Desiderata of Interpretability Research
Interpretability arises when there is a mismatch between the goals we set to out to solve and what an algorithm is predicting. Real World Objectives are often hard to encode in simple metrics such as test set predictive performance. E.g. Ethics and Legality.
Trust
- Argument is that when a model is trustworthy, it is interpretable. How do we encode trust though?
- Trust could be basically that confidence that the model will perform well with respect to the real world objectives.
- Perhaps, it could also be said that we trust a model when we say that we are ok with it taking decisions.
- We care not only about how many times it is right but also for which examples it is right. For e.g. if a model makes the same mistakes as a human, it could still potentially be called trustworthy by the human making mistakes because there's essentially no cost of giving the model full control.
Causality
Potential identify causal relationships in supervised models. Supervised model are trained with goal of prediction by just association. Identification of causal relationships is not an ingredient but if possible, it helps to further scientists in buttoning down to the important feature-output relationships.
Transferability
- Basically the argument is that under new conditions how does our model perform? Sometimes newer conditions invalidate any future predictions by the model e.g. asthma patients contracting Pneumonia. Model might predict lesser aggressive treatments for such patients if the model is trained to predict if a person will die if they have had asthma previously. This invalidates the model prediction.
- Adversarial Environments?

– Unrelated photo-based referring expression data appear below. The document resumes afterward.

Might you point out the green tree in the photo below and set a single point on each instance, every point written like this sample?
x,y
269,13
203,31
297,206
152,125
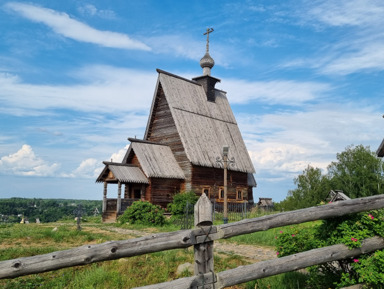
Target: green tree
x,y
358,172
179,203
312,188
350,230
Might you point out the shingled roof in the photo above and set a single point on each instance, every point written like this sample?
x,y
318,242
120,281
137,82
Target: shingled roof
x,y
156,160
117,172
204,126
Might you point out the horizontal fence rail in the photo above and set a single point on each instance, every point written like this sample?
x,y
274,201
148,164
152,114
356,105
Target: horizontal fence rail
x,y
181,239
268,268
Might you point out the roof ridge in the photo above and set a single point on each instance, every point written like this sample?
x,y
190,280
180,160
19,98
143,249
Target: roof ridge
x,y
176,76
145,141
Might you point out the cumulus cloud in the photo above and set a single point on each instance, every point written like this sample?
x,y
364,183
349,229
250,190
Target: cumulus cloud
x,y
281,145
89,168
118,157
119,86
347,12
63,24
285,92
25,163
91,10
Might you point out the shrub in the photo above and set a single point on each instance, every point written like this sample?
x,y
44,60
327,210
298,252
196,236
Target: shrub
x,y
180,200
144,213
350,230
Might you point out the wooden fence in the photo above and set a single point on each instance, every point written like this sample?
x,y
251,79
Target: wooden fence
x,y
202,239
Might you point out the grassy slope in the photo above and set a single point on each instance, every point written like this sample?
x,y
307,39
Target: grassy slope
x,y
31,239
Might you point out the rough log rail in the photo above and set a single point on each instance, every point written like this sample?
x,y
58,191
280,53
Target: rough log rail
x,y
182,239
272,267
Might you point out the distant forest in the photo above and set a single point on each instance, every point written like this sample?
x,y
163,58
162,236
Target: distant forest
x,y
45,210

E.g. security.
- Shift from IID data to OOD :)
Informativeness
Fair and Ethical Decision Making
Properties of Interpretable Models
Transparency
Simulatability
- A model is transparent if a person can contemplate the entire model at once.
- When a human can take the input data together with the parameters of the model and produce a prediction in reasonable time by stepping through every calculation.

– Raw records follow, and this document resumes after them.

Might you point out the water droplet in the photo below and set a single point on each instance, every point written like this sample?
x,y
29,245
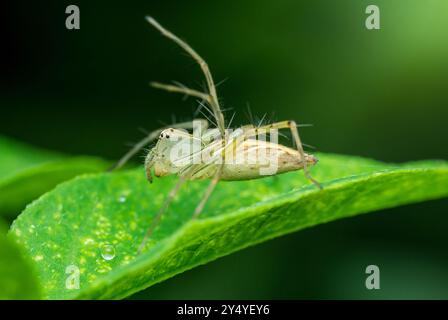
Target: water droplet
x,y
108,252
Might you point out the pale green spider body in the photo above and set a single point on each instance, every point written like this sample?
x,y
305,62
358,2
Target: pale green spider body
x,y
218,153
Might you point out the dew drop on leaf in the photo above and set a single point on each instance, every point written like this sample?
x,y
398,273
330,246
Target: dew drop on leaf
x,y
108,252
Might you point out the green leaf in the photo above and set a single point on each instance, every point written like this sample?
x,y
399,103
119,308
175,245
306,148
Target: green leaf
x,y
27,172
17,279
91,216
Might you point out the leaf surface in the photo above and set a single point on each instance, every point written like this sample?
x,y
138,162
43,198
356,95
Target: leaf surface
x,y
96,222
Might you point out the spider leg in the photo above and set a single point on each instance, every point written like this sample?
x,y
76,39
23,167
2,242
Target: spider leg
x,y
203,124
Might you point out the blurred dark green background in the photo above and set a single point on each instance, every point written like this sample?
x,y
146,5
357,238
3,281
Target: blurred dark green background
x,y
381,94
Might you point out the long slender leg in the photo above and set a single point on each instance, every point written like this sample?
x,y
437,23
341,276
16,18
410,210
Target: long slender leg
x,y
154,135
156,219
208,192
212,95
252,131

- The definition of reasonable cannot be fixed as it depends on :
- Model Size
- Computation required for inference. (Number of calculations)
- Finally, to say that "linear or xyz model is intrinsically intepretable" is wrong. Its just a relative term and its more appropriate to say that the simpler model is more transparent as compared to a high dimensional model.
Decomposability
- Each Input, param, and calculation offers an intuitive explanation as to why its predicting what it is. E.g. In decision trees nodes, weights in an NN can be thought of as the strength of an association between each feature and label.
- This notion requires input features themselves to be interpretable.
Algorithmic Transparency
- Do we understand the shape of error surface?
- Can we prove the algorithm to converge to the optimal solution?
- Deep Learning methods lack algorithmic transparency.
- Humans do not exhibit these forms of transparency.
Post-hoc Interpretability
Extraction of information from learned models.
In the form of :
- Natural Language Explanations, Visualizations of learned representations or models
Text Explanations
Methods
- Train an RNN in parallel to generate an explanation. Maximize likelihood of text.
- Neural Captioning is a perfect example.
Visualization
- Use t-SNE to visualize high dimensional embeddings.
- Visualize filters in CNNs, etc
Local Explanations
Not global explanations, but for e.g. wrt a particular class.
Discussion
Linear models are not strictly more interpretable than DNNs
Linear Models - Algorithmic Transparency ✅
Linear Models - Simulatibility ❌ (High Dimensional)
Linear Models - Decomposability ❌ (Heavily Engineered features)
There's a tradeoff between algorithmic transparency vs decomposability when choosing between DNNs and Linear models. Atleast Post-hoc reasoning makes sense.